Datos importantes sobre la medalla y la cruz de San Benito


La Medalla de San Benito, también conocida como la Cruz de San Benito, es un objeto religioso que lleva la imagen de San Benito de Nursia y una serie de símbolos y oraciones relacionadas con él. Esta medalla es una de las medallas católicas más populares y veneradas.
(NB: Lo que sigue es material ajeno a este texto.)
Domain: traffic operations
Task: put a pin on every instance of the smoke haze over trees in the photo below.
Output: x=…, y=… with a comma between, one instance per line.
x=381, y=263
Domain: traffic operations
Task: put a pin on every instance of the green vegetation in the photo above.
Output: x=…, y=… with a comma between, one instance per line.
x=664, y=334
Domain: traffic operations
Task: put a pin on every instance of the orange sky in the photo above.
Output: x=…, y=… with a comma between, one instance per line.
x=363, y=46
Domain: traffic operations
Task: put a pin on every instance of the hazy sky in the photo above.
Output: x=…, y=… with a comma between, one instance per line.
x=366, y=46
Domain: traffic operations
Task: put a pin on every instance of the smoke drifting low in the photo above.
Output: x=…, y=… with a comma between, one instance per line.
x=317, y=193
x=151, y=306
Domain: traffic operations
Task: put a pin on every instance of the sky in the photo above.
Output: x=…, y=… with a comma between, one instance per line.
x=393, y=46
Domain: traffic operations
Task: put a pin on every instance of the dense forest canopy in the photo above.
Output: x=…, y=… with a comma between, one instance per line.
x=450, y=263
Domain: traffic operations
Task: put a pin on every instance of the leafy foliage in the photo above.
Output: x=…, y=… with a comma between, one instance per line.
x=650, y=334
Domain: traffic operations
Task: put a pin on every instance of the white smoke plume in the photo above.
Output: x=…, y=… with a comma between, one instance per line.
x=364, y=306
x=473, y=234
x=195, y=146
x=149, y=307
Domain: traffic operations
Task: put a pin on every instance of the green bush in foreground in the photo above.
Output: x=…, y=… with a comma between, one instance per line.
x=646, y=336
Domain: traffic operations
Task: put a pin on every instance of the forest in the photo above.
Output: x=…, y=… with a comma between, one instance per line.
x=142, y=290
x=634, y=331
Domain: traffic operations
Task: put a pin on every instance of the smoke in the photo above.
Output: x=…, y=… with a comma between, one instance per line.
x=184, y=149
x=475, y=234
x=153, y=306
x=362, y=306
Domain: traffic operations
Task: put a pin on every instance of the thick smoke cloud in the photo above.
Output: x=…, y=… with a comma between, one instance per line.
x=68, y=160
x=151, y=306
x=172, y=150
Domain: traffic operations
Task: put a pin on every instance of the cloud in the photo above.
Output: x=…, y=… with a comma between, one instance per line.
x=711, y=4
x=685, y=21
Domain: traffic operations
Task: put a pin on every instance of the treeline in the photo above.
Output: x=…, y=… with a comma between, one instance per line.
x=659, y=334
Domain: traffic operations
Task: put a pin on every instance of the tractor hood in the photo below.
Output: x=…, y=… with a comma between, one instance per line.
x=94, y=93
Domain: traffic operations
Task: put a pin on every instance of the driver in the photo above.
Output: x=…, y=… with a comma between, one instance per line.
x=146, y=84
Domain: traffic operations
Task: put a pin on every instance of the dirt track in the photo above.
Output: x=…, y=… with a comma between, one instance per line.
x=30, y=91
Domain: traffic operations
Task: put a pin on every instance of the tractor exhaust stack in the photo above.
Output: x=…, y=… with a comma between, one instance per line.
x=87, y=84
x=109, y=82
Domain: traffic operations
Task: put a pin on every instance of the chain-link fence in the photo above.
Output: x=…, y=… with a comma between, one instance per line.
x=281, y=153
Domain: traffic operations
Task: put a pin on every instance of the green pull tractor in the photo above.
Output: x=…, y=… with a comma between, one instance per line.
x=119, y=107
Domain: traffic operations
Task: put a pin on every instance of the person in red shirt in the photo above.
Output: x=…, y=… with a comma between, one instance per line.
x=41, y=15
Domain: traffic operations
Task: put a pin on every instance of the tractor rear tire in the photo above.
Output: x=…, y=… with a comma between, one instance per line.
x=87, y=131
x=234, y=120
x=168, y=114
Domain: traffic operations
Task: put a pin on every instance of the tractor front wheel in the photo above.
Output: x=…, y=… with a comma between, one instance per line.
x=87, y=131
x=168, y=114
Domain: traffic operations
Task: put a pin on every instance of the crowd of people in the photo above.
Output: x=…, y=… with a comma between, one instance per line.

La Medalla de San Benito cuenta con una serie de elementos y símbolos que representan la fe y la protección contra el mal. Estos elementos incluyen:

  1. La imagen de San Benito: Por lo general, la medalla muestra la imagen de San Benito de Nursia, ya sea en relieve o en una representación impresa.
  2. La cruz de San Benito: En la parte frontal de la medalla se encuentra una cruz latina. En cada una de las cuatro esquinas de la cruz se encuentran las letras C S P B, que son las iniciales de las palabras latinas «Crux Sancti Patris Benedicti» que significa «Cruz del Santo Padre Benito». También hay una inscripción en latín alrededor de la cruz que dice «Eius in obitu nostro praesentia muniamur» que significa «Que en nuestra hora de muerte seamos protegidos por su presencia».
  3. La corona de espinas: En la parte superior de la cruz se encuentra una corona de espinas, que representa el sufrimiento y sacrificio de Jesucristo.
  4. Las iniciales V R S N S M V: Estas letras representan la frase en latín «Vade Retro Satana, Nunquam Suade Mihi Vana», que significa «Aléjate, Satanás, nunca me aconsejes cosas vanas». Estas palabras son una oración de protección contra el mal y se atribuyen a un episodio en el que San Benito rechazó las tentaciones del diablo.
  5. La copa y la serpiente: En la parte posterior de la medalla se encuentran una copa y una serpiente. Estos elementos están relacionados con un episodio de la vida de San Benito en el que se le intentó envenenar con vino envenenado, pero cuando hizo la señal de la cruz sobre la copa, esta se rompió y la serpiente salió de ella.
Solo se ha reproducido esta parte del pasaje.